RogerDearnaley comments on How Hard a Problem is Alignment?

RogerDearnaley 14 Mar 2026 17:05 UTC
2 points
0
AI Control is fine below and perhaps even up to AGI. I think that approach genuinely does suffere from a Sharp Left turn once the AI’s capabilities significantly exceed ours: that seems to me like an approach where your control startegies really do need to be as smart as the thing you’re trying to control. In very simple situations, you can use cryptographically strong techniques, but in realistic AI Control tasks, the attack surface is so large and so complex that something that can understand it better than you can has a huge tactical advantage.

I see Corrigibility as very different from Control. Building a very corrigible AI is likely a feasible technical approach to AI Alignment. My issues with it are primarily:

a) corrigibility has a bigger problem with extrapolation out-of-distribution and thus Goodharting than a more value-learning based approach. This is not necessarily an insoluble problem, if the AI can distinguish what’s out-of-distribution and act suitable cautiously: Seth Herd’s “Do What I Mean (and Check)” Corrigible alignment is basically this.

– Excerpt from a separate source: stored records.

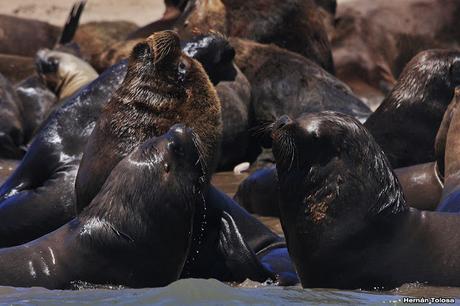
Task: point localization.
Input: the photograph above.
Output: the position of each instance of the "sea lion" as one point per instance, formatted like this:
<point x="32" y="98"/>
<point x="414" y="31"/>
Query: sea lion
<point x="344" y="215"/>
<point x="447" y="139"/>
<point x="60" y="141"/>
<point x="406" y="123"/>
<point x="21" y="36"/>
<point x="16" y="68"/>
<point x="295" y="25"/>
<point x="162" y="87"/>
<point x="11" y="121"/>
<point x="374" y="40"/>
<point x="37" y="101"/>
<point x="285" y="83"/>
<point x="120" y="237"/>
<point x="62" y="72"/>
<point x="234" y="90"/>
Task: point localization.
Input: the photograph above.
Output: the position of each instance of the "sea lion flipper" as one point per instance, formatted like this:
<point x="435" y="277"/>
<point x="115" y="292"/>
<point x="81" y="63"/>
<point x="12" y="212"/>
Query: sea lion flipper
<point x="71" y="24"/>
<point x="239" y="258"/>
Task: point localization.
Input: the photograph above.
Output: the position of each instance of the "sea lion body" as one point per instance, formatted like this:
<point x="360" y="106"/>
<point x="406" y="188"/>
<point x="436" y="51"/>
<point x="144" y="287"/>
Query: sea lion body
<point x="162" y="87"/>
<point x="344" y="214"/>
<point x="294" y="25"/>
<point x="21" y="36"/>
<point x="38" y="102"/>
<point x="63" y="73"/>
<point x="61" y="141"/>
<point x="120" y="238"/>
<point x="11" y="121"/>
<point x="285" y="83"/>
<point x="406" y="123"/>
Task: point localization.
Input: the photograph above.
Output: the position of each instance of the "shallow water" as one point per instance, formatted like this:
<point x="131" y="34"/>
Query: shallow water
<point x="195" y="292"/>
<point x="213" y="292"/>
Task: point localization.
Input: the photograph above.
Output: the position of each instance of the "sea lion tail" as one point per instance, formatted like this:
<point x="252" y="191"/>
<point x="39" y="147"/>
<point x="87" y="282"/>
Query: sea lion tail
<point x="72" y="22"/>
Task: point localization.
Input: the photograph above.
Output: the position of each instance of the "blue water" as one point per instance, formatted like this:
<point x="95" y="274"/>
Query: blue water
<point x="195" y="292"/>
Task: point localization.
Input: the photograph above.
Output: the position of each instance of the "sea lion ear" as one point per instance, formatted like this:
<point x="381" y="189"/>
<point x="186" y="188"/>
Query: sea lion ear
<point x="141" y="50"/>
<point x="455" y="72"/>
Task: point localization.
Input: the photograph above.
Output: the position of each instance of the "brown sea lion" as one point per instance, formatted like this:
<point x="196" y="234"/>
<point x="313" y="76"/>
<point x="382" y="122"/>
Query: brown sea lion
<point x="63" y="73"/>
<point x="406" y="123"/>
<point x="344" y="214"/>
<point x="295" y="25"/>
<point x="126" y="236"/>
<point x="162" y="87"/>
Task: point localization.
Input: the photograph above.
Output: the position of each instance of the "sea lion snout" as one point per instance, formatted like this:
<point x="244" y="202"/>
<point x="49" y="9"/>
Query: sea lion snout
<point x="164" y="44"/>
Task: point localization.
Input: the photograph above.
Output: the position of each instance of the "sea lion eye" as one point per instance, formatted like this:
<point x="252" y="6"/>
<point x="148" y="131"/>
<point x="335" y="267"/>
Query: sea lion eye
<point x="183" y="67"/>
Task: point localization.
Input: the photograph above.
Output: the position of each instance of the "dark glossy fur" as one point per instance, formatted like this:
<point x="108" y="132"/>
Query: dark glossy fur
<point x="136" y="232"/>
<point x="344" y="215"/>
<point x="406" y="123"/>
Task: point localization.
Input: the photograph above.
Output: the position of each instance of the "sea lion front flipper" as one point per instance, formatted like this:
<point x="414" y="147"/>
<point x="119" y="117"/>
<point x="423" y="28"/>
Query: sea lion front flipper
<point x="239" y="258"/>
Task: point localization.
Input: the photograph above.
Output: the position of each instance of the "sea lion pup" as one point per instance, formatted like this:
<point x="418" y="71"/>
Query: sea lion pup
<point x="294" y="25"/>
<point x="344" y="214"/>
<point x="63" y="73"/>
<point x="127" y="235"/>
<point x="162" y="87"/>
<point x="11" y="122"/>
<point x="406" y="123"/>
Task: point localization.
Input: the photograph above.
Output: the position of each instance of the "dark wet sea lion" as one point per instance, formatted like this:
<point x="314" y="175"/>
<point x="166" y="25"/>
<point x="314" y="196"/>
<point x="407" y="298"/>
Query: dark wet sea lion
<point x="422" y="185"/>
<point x="173" y="10"/>
<point x="37" y="101"/>
<point x="295" y="25"/>
<point x="11" y="121"/>
<point x="127" y="235"/>
<point x="16" y="68"/>
<point x="259" y="193"/>
<point x="49" y="187"/>
<point x="344" y="214"/>
<point x="374" y="40"/>
<point x="63" y="73"/>
<point x="229" y="244"/>
<point x="448" y="140"/>
<point x="406" y="123"/>
<point x="285" y="83"/>
<point x="162" y="87"/>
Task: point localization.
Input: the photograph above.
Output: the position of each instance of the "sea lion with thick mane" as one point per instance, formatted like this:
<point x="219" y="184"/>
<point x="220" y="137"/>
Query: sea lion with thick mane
<point x="162" y="87"/>
<point x="48" y="188"/>
<point x="406" y="123"/>
<point x="344" y="214"/>
<point x="127" y="235"/>
<point x="63" y="72"/>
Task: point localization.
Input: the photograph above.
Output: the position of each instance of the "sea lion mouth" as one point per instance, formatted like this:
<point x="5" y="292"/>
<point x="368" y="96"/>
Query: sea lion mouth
<point x="165" y="46"/>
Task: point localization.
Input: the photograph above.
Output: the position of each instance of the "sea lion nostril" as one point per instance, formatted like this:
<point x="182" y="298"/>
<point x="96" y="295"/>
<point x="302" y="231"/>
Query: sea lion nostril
<point x="281" y="122"/>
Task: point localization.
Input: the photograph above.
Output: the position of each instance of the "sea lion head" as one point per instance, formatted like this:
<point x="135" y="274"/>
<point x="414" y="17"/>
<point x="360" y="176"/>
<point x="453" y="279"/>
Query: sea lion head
<point x="62" y="72"/>
<point x="215" y="53"/>
<point x="166" y="169"/>
<point x="429" y="78"/>
<point x="333" y="177"/>
<point x="167" y="87"/>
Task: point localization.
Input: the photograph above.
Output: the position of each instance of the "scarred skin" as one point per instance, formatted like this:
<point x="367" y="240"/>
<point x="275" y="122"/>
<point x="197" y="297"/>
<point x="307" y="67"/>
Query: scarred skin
<point x="162" y="87"/>
<point x="344" y="214"/>
<point x="117" y="239"/>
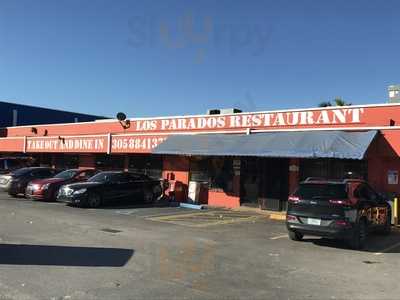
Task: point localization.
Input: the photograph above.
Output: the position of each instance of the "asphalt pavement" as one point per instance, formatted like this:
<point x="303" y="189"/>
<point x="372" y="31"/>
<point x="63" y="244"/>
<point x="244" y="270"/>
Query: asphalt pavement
<point x="53" y="251"/>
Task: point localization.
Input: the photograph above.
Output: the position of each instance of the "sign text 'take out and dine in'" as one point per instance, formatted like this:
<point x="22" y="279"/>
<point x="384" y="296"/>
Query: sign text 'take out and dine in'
<point x="265" y="120"/>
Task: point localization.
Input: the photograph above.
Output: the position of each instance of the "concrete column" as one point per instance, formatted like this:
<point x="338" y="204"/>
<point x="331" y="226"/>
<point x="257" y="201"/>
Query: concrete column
<point x="294" y="175"/>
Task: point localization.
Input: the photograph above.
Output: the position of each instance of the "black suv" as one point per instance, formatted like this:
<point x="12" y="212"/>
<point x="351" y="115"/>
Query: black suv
<point x="347" y="209"/>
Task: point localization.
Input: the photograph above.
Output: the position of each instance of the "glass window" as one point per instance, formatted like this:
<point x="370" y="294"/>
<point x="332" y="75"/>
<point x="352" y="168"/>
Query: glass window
<point x="332" y="168"/>
<point x="110" y="162"/>
<point x="321" y="191"/>
<point x="150" y="165"/>
<point x="221" y="174"/>
<point x="365" y="192"/>
<point x="217" y="171"/>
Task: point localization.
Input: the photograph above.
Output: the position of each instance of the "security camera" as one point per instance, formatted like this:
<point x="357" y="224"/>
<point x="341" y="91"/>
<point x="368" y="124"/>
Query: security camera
<point x="121" y="117"/>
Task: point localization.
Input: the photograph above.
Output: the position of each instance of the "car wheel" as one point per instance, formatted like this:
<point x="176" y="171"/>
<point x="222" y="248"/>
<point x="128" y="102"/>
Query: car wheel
<point x="295" y="236"/>
<point x="357" y="242"/>
<point x="148" y="196"/>
<point x="94" y="200"/>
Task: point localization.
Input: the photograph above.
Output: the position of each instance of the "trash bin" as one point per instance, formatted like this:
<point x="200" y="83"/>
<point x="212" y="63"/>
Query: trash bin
<point x="270" y="204"/>
<point x="197" y="192"/>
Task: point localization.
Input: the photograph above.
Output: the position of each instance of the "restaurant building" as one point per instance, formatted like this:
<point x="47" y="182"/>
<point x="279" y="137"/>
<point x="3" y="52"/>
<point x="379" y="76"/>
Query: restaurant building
<point x="241" y="158"/>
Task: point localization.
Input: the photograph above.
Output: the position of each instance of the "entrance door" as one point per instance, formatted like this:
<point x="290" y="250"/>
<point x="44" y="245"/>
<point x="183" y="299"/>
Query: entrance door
<point x="265" y="178"/>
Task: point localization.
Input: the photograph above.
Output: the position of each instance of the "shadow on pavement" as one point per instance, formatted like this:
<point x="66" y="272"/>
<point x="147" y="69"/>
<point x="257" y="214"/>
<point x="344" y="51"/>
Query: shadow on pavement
<point x="375" y="243"/>
<point x="12" y="254"/>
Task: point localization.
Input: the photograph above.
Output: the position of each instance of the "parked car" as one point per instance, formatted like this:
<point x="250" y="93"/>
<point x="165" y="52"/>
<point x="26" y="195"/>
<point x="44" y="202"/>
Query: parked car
<point x="347" y="210"/>
<point x="47" y="189"/>
<point x="16" y="182"/>
<point x="9" y="164"/>
<point x="111" y="186"/>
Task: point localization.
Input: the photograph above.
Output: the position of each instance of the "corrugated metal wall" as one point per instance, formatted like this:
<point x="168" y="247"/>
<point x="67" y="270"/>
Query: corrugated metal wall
<point x="15" y="114"/>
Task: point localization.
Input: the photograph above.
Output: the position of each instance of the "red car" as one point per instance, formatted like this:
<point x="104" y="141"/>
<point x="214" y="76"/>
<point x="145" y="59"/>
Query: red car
<point x="47" y="189"/>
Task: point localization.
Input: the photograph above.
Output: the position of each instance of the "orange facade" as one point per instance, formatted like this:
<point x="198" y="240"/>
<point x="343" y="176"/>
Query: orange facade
<point x="140" y="136"/>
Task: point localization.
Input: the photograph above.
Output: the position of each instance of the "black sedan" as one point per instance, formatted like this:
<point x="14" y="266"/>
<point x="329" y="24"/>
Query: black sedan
<point x="111" y="186"/>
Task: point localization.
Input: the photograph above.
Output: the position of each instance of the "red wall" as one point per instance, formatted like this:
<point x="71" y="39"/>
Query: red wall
<point x="383" y="156"/>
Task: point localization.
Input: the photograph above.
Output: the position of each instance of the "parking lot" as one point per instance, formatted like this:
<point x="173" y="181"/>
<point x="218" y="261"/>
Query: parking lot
<point x="53" y="251"/>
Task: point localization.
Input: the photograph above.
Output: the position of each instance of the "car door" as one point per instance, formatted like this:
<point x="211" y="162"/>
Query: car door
<point x="369" y="205"/>
<point x="379" y="210"/>
<point x="111" y="188"/>
<point x="136" y="187"/>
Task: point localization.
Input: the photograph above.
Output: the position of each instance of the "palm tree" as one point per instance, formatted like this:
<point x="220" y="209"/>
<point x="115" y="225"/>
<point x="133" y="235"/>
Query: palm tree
<point x="325" y="104"/>
<point x="336" y="102"/>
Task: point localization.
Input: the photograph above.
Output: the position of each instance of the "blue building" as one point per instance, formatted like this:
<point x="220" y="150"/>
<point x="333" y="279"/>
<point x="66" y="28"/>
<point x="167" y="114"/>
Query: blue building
<point x="12" y="114"/>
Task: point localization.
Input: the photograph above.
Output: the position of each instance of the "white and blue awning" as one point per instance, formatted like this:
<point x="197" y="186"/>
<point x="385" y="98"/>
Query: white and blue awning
<point x="300" y="144"/>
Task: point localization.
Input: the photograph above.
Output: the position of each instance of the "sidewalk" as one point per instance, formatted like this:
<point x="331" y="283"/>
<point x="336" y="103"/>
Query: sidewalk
<point x="273" y="215"/>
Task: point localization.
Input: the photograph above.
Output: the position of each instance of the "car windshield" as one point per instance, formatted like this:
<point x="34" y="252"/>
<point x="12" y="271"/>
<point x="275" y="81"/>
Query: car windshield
<point x="68" y="174"/>
<point x="103" y="177"/>
<point x="21" y="172"/>
<point x="322" y="191"/>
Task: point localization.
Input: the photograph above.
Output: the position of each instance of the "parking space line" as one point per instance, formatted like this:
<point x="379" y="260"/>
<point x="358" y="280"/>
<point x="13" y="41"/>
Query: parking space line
<point x="387" y="249"/>
<point x="278" y="237"/>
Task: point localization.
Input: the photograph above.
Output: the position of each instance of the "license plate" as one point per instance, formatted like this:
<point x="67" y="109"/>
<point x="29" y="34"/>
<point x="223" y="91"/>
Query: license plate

b) it is very, very easy for multiple groups of humans each with access to corrigible ASI to get into a war or other form of conflict using ASI-powered weapons/technologies. It is also very easy for a small powerful group to use very Corrigible AI to greatly concentrate power. Both of these are separate sources of X-Risk/Suffering-Risk that simple misalignment, but also very serious risks. Dario Amodei ’s writing, and indeed Claude’s Constitution make it clear that Anthropic take this risk as seriously as they do misalignment X-risk, and I completely agree with them. I think people on LessWrong and in the Alignment Community generally need to consider this problem more than they often seem to. ASI generated technology is going to be very powerful, and is thus going to need to be used very wisely, even when it has appeared rapidly. Highly Corrigible AI is much less likely to push back on the imprudent ideas of whoever is operating/controlling it than Value Learning AI.

Tool AI isn’t the direction that the market and demand is currently moving, and has exactly the same potential for empowering existing human conflicts and enhancing concentration of power as Corrigible AI, if not even more so.

So I see Corrigible AI and Tool AI as probably technically feasible, but as causing massive inherent sociotechnical risks. What we need is AI that is wiser and more ethical than humans, but actually aligned to what a very wide human would agree is in the general interests of all of humanity.

So I agree that what you describe are approaches often outline to AI Alignment: I just disagree with calling that AI Safety: I see creating highly Corrigible AI as solving the technical AI Alignment problem at the cost of producing a different major new of X-Risk/S-Risk from AI, so not solving AI Safety.
- TAG 16 Mar 2026 19:35 UTC
  2 points
  0
  Parent
  
  I think that approach genuinely does suffere from a Sharp Left turn once the AI’s capabilities significantly exceed ours: that seems to me like an approach where your control startegies really do need to be as smart as the thing you’re trying to control
  
  There’s a very basic difference between the people who believe in SLT’S, rapid RSI , etc and those who don’t, and it affects their unspoken assumptions and semantics. The thing where it affects their senstuvs is a problem.
  
  corrigibility has a bigger problem with extrapolation out-of-distribution and thus Goodharting than a more value-learning based approach
  
  I don’t se why.
  
  b) it is very, very easy for multiple groups of humans each with access to corrigible ASI to get into a war or other form of conflict using ASI-powered weapons/technologies
  
  Agreed. I didn’t say so explicitly, but I was mainly concerned with Everybody Dies scenarios. I think a multipolar scenario where ASI are controllable and controlled by powerful interests is highly likely, but not completely fatal.
  
  Tool AI isn’t the direction that the market and demand is currently moving, and has exactly the same potential for empowering existing human conflicts and enhancing concentration of power as Corrigible AI, if not even more so.
  
  Ok, but that’s a different complaint to “it’s not even possible”. Also , the market is for agents that work for you, but do your own things. That’s a point against the standard Doom argument with a sovereign AI killing everyone for it’s own reasons.
  
  So I see Corrigible AI and Tool AI as probably technically feasible, but as causing massive inherent sociotechnical risks. What we need is AI that is wiser and more ethical than humans, but actually aligned to what a very wide human would agree is in the general interests of all of humanity.
  
  And a.way of forcing people to use it. If merely controllable/corrigible AI is available, powerful interests are going to prefer it.
  
  So I agree that what you describe are approaches often outline to AI Alignment: I just disagree with calling that AI Safety: I see creating highly Corrigible AI as solving the technical AI Alignment problem at the cost of producing a different major new of X-Risk/S-Risk from AI, so not solving AI Safety.
  
  Neither alignment nor safety is a simple binary
  - RogerDearnaley 16 Mar 2026 21:09 UTC
    2 points
    0
    Parent
    Sounds like we’re mostly in agreement!